"Untuk antisipasi lonjakan permintaan pada saat arus mudik khususnya H+15 dan H-15 lebaran tahun ini Pertamina menambah impor BBM premium sebanyak 2 kargo, dimana satu kargonya mencapai 200.000 barel atau total 400.000 barel," ungkap Vice President Fuel Marketing Pertamina Muhammad Iskandar saat ditemui di Kantor Pertamina Pusat, Jakarta, Selasa (9/7/2013).
Sekadar diketahui, 1 barel minyak sama dengan 159 liter, dengan impor 400.000 barel artinya sama dengan 63,6 juta liter premium.
Kata Iskandar, impor ini dilakukan karena pada periode tersebut konsumsi BBM khususnya premium akan melonjak dari hari biasanya.
"Kondisi normal konsumsi premium mencapai 80.000 kiloliter per hari sedangkan pada masa sebelum dan sesudah lebaran (H+15 dan H-15) konsumsi BBM jenis premium melonjak hingga 107.000 kiloliter per hari untuk arus mudiknya.

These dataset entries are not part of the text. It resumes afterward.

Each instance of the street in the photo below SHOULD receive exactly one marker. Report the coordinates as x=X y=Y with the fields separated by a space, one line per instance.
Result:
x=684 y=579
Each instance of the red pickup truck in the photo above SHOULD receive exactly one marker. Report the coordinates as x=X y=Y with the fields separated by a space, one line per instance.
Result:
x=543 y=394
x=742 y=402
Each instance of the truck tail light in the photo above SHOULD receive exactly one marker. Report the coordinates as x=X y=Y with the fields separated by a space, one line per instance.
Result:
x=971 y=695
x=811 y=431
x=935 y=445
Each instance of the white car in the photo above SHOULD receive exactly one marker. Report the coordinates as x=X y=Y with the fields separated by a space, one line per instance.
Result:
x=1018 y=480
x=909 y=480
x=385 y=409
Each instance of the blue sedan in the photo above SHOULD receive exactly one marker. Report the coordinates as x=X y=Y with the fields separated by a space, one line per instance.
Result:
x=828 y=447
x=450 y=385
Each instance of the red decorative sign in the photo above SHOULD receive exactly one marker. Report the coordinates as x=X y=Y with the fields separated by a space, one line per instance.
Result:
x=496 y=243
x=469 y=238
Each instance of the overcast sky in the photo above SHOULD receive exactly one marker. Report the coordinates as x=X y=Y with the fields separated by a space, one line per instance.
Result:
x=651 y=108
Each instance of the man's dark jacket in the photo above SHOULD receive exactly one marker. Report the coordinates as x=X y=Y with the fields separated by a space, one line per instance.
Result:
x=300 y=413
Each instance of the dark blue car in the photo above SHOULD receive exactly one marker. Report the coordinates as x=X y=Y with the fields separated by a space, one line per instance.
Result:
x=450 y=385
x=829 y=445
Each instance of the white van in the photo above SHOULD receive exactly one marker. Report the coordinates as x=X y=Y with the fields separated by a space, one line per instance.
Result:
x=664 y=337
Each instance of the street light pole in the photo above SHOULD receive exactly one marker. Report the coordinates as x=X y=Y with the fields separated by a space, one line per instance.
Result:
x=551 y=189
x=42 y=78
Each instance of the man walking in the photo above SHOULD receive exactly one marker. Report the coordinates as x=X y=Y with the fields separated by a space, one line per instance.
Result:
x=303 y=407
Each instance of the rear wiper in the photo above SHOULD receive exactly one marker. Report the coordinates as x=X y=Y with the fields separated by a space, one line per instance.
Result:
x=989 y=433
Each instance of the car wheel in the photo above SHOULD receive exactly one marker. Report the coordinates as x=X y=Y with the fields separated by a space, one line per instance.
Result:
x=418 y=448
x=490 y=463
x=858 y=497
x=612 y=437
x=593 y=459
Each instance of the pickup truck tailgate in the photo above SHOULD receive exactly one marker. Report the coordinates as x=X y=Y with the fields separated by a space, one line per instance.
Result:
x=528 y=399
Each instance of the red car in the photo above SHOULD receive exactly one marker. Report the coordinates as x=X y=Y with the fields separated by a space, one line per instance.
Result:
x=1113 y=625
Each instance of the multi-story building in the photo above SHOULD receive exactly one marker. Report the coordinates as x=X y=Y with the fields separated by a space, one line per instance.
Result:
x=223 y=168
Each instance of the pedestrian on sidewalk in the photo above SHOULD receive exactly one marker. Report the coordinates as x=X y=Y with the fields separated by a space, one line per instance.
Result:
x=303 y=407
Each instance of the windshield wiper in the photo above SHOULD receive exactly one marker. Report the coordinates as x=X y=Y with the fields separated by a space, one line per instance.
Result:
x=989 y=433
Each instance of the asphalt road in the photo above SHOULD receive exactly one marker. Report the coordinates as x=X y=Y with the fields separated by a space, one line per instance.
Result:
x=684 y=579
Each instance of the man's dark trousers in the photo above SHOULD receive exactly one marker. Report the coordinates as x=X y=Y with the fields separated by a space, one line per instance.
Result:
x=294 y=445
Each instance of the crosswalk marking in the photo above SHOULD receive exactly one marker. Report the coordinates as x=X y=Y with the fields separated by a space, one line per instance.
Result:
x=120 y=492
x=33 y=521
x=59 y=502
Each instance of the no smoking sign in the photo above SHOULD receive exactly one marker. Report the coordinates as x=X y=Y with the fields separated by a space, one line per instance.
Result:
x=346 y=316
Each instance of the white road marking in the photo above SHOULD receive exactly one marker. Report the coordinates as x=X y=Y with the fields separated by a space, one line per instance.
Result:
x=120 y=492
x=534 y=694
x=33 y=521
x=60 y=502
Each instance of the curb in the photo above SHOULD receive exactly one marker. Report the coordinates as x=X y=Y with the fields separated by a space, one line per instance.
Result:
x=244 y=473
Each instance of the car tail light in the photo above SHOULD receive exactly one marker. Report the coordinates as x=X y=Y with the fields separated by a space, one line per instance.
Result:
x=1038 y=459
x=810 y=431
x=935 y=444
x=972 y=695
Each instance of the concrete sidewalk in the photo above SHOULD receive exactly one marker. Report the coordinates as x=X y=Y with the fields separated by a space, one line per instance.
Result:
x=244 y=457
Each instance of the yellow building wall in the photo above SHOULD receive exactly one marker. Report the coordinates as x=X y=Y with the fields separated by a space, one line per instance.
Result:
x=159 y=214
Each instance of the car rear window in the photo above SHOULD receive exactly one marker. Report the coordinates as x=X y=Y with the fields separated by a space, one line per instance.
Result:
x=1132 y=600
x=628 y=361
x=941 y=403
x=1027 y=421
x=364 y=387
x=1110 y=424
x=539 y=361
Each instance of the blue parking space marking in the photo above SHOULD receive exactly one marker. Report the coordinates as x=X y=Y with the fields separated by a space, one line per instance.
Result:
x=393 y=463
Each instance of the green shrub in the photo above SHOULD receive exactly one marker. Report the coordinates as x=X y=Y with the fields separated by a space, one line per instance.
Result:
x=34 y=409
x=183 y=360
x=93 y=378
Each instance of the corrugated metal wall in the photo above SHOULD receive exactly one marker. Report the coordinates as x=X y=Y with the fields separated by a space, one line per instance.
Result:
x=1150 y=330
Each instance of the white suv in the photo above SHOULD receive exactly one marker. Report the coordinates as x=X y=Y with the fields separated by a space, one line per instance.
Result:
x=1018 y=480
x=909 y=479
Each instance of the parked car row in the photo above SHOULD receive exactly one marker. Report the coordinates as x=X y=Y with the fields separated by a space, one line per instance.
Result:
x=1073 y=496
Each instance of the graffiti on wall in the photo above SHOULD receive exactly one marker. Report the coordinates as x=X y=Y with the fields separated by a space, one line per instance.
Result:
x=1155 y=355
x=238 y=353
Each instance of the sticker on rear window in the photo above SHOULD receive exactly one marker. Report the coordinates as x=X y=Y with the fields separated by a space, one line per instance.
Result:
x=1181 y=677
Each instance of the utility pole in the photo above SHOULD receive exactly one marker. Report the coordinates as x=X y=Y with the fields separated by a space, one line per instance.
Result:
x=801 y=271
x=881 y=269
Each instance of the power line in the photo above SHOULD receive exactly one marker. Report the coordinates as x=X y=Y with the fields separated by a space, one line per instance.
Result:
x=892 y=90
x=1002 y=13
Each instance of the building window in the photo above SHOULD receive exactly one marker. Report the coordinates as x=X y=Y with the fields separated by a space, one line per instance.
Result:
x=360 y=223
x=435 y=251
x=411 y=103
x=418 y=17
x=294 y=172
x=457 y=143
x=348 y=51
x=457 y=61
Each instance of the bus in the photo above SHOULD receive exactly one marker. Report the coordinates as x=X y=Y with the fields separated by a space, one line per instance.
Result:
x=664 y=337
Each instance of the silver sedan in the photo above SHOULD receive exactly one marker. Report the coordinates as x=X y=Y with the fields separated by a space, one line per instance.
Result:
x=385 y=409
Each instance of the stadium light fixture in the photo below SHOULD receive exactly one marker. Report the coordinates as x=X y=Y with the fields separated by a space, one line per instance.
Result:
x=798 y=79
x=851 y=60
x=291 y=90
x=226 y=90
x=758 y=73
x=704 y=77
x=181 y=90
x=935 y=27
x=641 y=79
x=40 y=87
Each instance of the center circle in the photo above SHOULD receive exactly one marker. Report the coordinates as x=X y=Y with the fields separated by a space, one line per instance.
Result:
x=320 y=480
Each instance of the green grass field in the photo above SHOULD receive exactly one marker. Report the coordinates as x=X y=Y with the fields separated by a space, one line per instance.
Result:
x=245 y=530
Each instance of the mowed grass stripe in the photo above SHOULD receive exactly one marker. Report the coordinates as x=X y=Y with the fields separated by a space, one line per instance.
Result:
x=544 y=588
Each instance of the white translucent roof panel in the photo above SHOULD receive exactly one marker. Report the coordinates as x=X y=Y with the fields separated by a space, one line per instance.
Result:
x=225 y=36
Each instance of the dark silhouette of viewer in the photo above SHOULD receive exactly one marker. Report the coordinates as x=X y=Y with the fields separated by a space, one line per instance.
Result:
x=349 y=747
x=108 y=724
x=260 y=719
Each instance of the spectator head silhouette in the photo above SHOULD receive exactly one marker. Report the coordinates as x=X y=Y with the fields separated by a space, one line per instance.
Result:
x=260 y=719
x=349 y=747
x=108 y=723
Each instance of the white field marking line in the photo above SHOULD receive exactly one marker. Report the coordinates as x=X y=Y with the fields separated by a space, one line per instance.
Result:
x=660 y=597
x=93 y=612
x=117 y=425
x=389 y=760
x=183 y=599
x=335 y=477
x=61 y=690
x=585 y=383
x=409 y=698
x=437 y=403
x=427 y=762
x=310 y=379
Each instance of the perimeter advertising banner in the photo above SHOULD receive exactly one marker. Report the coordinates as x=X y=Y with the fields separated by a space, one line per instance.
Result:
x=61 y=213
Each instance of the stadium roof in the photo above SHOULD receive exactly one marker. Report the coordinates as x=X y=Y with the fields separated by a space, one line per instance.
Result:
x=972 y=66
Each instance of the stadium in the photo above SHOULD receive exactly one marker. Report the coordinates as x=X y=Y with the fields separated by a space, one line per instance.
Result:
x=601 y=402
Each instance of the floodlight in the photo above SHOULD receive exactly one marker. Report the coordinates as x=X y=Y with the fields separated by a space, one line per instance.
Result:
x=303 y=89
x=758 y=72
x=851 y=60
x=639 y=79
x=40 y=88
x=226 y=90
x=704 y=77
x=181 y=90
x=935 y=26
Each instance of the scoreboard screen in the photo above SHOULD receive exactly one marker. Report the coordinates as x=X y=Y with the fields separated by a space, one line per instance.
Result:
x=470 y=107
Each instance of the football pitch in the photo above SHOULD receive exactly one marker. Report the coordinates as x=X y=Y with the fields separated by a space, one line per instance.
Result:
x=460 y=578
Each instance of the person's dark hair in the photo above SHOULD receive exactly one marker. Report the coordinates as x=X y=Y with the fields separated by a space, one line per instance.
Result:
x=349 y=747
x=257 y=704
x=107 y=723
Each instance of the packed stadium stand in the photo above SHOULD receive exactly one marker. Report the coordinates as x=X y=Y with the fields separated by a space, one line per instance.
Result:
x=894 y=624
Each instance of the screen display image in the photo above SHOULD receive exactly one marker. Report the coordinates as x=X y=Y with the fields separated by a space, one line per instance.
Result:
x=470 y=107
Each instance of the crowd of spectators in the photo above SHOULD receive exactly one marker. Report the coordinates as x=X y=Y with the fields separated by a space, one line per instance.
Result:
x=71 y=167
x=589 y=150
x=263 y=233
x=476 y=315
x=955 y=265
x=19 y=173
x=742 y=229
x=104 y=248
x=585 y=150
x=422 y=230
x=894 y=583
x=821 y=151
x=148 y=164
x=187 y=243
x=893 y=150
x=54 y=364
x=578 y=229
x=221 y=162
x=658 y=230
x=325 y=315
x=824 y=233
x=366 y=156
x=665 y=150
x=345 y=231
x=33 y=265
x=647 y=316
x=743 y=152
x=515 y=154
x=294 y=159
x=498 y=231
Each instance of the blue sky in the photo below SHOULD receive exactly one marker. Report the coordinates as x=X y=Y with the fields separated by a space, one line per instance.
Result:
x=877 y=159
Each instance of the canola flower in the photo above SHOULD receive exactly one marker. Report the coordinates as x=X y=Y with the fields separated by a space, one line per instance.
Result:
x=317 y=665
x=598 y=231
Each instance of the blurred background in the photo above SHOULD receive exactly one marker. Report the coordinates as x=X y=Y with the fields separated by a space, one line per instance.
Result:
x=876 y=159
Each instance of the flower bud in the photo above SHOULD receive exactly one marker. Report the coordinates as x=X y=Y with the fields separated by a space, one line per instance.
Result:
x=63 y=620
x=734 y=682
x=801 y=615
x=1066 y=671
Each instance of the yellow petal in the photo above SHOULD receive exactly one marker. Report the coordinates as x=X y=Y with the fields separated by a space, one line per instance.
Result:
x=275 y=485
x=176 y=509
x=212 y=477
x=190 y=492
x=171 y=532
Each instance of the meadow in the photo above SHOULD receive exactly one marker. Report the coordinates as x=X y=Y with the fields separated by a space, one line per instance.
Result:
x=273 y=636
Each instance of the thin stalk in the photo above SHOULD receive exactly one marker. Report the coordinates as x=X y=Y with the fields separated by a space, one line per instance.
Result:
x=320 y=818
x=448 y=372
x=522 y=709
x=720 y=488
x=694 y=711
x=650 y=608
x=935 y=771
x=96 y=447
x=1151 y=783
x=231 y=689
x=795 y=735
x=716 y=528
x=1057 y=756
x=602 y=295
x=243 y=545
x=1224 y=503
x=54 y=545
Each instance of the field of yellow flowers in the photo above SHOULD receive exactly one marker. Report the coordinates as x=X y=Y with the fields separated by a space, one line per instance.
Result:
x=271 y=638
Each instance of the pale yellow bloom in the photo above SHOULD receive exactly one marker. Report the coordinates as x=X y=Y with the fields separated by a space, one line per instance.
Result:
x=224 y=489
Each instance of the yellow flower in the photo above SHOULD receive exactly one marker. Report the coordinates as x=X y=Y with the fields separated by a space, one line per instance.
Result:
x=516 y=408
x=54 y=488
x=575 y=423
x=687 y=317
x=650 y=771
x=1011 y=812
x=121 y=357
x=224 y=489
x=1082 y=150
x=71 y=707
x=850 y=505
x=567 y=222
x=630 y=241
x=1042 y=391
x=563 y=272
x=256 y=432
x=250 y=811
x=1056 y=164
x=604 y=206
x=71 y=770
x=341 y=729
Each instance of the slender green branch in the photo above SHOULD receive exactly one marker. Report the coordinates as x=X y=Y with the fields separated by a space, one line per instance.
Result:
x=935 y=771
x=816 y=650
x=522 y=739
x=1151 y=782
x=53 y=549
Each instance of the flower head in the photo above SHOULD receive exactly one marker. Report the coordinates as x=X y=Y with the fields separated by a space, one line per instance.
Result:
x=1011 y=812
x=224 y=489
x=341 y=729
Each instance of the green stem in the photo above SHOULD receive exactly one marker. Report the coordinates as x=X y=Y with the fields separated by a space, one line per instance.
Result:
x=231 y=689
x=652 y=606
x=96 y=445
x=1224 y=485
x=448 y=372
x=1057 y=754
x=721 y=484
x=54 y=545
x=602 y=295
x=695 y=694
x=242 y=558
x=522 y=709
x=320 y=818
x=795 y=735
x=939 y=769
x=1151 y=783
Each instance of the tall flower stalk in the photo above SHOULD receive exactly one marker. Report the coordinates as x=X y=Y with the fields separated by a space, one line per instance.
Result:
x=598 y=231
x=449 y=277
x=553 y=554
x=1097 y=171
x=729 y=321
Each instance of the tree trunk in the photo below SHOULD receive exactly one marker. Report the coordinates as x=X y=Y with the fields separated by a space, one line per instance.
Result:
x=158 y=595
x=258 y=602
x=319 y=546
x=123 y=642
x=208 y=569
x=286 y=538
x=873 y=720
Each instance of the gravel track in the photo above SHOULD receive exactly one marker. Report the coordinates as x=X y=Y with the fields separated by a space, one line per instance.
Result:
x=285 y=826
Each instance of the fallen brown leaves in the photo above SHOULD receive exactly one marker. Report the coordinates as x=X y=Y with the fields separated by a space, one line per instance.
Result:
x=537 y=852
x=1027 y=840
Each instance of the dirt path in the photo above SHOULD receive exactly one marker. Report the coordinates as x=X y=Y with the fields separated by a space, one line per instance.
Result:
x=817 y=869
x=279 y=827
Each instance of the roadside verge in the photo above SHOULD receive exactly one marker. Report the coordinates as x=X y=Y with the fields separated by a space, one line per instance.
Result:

Sedangkan arus baliknya sekitar 101.000 kiloliter per hari," kata Iskandar.
Sementara untuk Solar, justru konsumsinya akan turun, karena mobilitas truk angkutan tidak beroperasi atau walaupun beroperasi tetap dilarang masuk ke jalur mudik. "Impor ini sudah kami pesan dan sudah dipersiapkan jauh hari sejak awal tahun," kata Iskandar.
Selain tambahan impor tersebut, Pertamina tetap menyiapkan stok BBM cukup hingga 22 hari dan gas elpiji cukup selama 15 hari.